There's an even bigger picture than possibly monetizing ecommerce revenue (through... ads?). The biggest impact is that they get to use all the content generated on the Internet to create these search "results" that synthesize information from multiple sources without ever having to share traffic or ad revenue with those content sources. Clever.
This really is a section that needs regulation. You basically have to use and allow Google to crawl your site if you want a website findable by 95%+ of Americans, so websites really should be able to tell google how they're allowed to use the scraped data instead of just 'for anything'. Maybe a meta tag would work well.
> websites really should be able to tell google how they're allowed to use the scraped data
Isn't it a bit more complicated than that though? While you certainly aren't entitled to republish things, you (ie anyone and everyone) have traditionally been free to consume public material in whatever way you see fit. The precedent from the recent LinkedIn case regarding scraping supports this.

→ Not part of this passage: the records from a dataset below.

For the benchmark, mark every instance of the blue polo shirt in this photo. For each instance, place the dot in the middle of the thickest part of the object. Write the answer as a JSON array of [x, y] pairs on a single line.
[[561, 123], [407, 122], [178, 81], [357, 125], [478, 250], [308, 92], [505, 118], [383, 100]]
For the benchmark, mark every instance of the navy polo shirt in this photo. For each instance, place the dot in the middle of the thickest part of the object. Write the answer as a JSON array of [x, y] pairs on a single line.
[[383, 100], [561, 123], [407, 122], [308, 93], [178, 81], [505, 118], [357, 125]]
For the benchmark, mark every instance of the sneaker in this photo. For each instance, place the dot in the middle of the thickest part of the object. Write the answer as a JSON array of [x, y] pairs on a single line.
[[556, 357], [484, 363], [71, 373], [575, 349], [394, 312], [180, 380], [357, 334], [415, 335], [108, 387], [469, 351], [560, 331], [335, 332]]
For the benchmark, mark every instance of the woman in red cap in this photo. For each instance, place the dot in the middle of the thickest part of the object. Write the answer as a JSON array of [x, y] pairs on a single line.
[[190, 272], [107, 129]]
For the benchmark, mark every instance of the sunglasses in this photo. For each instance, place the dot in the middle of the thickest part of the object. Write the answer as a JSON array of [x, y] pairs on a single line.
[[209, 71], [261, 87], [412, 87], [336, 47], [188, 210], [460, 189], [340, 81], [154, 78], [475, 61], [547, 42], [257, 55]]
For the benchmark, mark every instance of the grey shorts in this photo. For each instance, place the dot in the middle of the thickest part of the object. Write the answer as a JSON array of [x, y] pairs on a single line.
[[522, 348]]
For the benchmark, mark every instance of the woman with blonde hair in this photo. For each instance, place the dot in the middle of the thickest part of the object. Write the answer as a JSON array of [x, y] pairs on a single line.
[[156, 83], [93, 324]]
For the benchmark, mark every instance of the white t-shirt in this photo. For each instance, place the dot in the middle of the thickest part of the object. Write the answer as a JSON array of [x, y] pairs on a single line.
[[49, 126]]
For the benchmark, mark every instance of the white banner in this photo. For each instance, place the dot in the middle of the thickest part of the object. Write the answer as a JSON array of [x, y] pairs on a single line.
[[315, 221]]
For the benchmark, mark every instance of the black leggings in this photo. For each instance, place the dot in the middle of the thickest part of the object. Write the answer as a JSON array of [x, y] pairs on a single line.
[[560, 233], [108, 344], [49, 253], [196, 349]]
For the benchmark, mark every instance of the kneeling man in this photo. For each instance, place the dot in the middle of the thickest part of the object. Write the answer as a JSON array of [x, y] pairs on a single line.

Also you focus on Google, but anyone with sufficient resources can scrape the public web (anti-bot cat and mouse games notwithstanding I suppose).
(Paywalled sites that allow Google to scrape them for search indexing purposes are an interesting edge case though.)
I'm not proposing a link tax, i'm just saying that websites should be able to opt-out from their content being used for some Google products just because they have to give google a very permissive license to transact online business and be found in search results.
I am sure your left field question has a fancy term in the encyclopedia of fallacies, but are you equating Google's crawlers and AI equivalent of humans.
Even if you got an answer to your question, how would it affect the the parents assertion?
Should the internet provider of the person reading the blog post get royalties for the book the person wrote? Should you be paid for your snarky question, as the generator of content?
We shouldn't extend IP protections to general knowledge gleaned is my point. If we start overreaching into that for AI there would be little stopping overreaching into that for humans.
There is a reasonable risk that future research material will not be publicly available by the traditional copyright system. Effectively an "uber" google could leverage all previous content to answer your query severely limiting the utility of producing any new content or maintaining accessibility to pre-existing content.
If you break the distribution model of content producers there won't be any new content, and the old content will simply rot away.
Record disks broke the distribution of taverns and pubs.
Radio broke the distribution model of record disks.
YouTube broke the distribution model of old content producers.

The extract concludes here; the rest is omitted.